This resource first appeared in issue #106 on 22 Jan 2022 and has tags Strategy: Making Decisions, Strategy: Working with Stakeholders, Managing A Team: Other
The Decision-Making Pendulum - Candost Dagdeviren
Our Role in Effective Decision Making - Kathy Keating
Everyday Decisions, Done Dirt Cheap - Matt Schellhas
Dagdeviren talks about the decision-making pendulum, the spectrum of decision-making processes ranging from authority (“Because I said so”), through advice and consent, to consensus decision making (“So say we all”). The processes at the extremes aren’t great for either the teams or the decisions that likely result (I don’t agree with everything Manager-Tools says, but I think they’re 100% right about consensus - consensus is a desirable outcome of a decision-making process, but it is a bad choice for a decision-making process).
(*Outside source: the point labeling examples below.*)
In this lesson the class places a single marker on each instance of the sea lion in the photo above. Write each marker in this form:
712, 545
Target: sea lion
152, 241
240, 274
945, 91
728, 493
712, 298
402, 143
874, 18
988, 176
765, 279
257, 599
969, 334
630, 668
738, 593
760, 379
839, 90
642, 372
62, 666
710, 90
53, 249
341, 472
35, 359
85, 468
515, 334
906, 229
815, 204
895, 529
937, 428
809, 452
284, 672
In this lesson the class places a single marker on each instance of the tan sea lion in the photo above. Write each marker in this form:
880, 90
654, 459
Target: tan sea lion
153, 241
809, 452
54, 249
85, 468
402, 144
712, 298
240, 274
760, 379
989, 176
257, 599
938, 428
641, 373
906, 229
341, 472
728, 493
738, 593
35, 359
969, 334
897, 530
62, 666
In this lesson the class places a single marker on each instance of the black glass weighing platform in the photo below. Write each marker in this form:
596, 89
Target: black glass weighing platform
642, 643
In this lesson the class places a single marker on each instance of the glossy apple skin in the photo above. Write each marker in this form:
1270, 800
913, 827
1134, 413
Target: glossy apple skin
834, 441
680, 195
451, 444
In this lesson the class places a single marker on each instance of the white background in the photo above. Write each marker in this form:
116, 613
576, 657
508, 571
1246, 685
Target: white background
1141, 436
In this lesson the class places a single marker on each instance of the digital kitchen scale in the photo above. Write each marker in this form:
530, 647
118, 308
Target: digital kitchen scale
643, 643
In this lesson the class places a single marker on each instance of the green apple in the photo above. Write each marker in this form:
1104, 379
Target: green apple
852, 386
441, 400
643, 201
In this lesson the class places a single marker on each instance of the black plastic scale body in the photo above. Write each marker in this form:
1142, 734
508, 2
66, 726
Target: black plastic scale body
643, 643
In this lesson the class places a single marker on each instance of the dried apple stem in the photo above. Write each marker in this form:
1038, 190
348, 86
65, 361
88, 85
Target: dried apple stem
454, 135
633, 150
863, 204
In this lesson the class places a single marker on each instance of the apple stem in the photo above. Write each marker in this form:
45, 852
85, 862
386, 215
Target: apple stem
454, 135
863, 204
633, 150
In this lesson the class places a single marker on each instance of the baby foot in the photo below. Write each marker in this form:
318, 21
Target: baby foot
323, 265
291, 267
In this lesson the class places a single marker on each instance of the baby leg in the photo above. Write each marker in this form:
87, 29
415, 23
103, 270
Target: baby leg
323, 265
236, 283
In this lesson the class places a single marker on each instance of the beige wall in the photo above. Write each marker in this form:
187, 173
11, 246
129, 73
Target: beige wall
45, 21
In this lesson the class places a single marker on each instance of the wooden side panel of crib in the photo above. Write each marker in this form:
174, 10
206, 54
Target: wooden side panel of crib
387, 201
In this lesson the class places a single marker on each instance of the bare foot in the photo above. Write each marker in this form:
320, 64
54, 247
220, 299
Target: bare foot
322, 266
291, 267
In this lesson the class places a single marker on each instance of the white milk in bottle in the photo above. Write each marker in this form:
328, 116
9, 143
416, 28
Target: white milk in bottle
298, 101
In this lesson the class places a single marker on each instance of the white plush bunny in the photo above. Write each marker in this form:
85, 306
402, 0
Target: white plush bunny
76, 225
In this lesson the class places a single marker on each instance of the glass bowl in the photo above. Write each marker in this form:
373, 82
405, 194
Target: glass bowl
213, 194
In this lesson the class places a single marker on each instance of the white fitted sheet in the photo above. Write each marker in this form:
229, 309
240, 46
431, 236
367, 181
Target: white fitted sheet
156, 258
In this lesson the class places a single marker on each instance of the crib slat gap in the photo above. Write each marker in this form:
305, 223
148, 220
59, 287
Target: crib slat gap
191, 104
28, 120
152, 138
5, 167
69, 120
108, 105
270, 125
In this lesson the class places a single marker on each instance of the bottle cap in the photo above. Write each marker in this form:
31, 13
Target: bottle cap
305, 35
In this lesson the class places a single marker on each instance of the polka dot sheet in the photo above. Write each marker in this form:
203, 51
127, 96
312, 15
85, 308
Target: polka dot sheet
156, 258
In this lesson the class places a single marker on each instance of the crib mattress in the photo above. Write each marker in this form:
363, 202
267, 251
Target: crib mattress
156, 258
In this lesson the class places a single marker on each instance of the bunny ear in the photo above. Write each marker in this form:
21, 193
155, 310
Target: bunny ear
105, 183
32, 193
Within the middle, the important thing is that the decision-making process is explicit, input is gathered and seen to be taken seriously, and decisions are communicated clearly.
That input gathering and discussion-facilitation phase before and after a decision made takes some practice. Keating gives us (from the point of view of an inveterate introvert!) an overview of facilitating discussions, which can be especially tricky in the cross-disciplinary world we work in, so that the full range of ideas and information becomes available and shared.
And Shellhas gives us a bit of breathing room when it comes to decision making. The “best” decision is unknowable beforehand, when you actually need the decision; even in retrospect, determining whether it was best available is usually still impossible. It’s not a power given to we mere mortals to watch all possible timelines unfold.
But there’s often one or more nearly-tied, “good enough” decisions available. Unless a given decision has huge ramifications — which does happen, but isn’t the common case — quickly making a good-enough decision in some consistent and transparent way (maybe, say, given some underlying strategy and priorities!) is probably better for you and the team than agonizing over trying to optimize over the unknowable.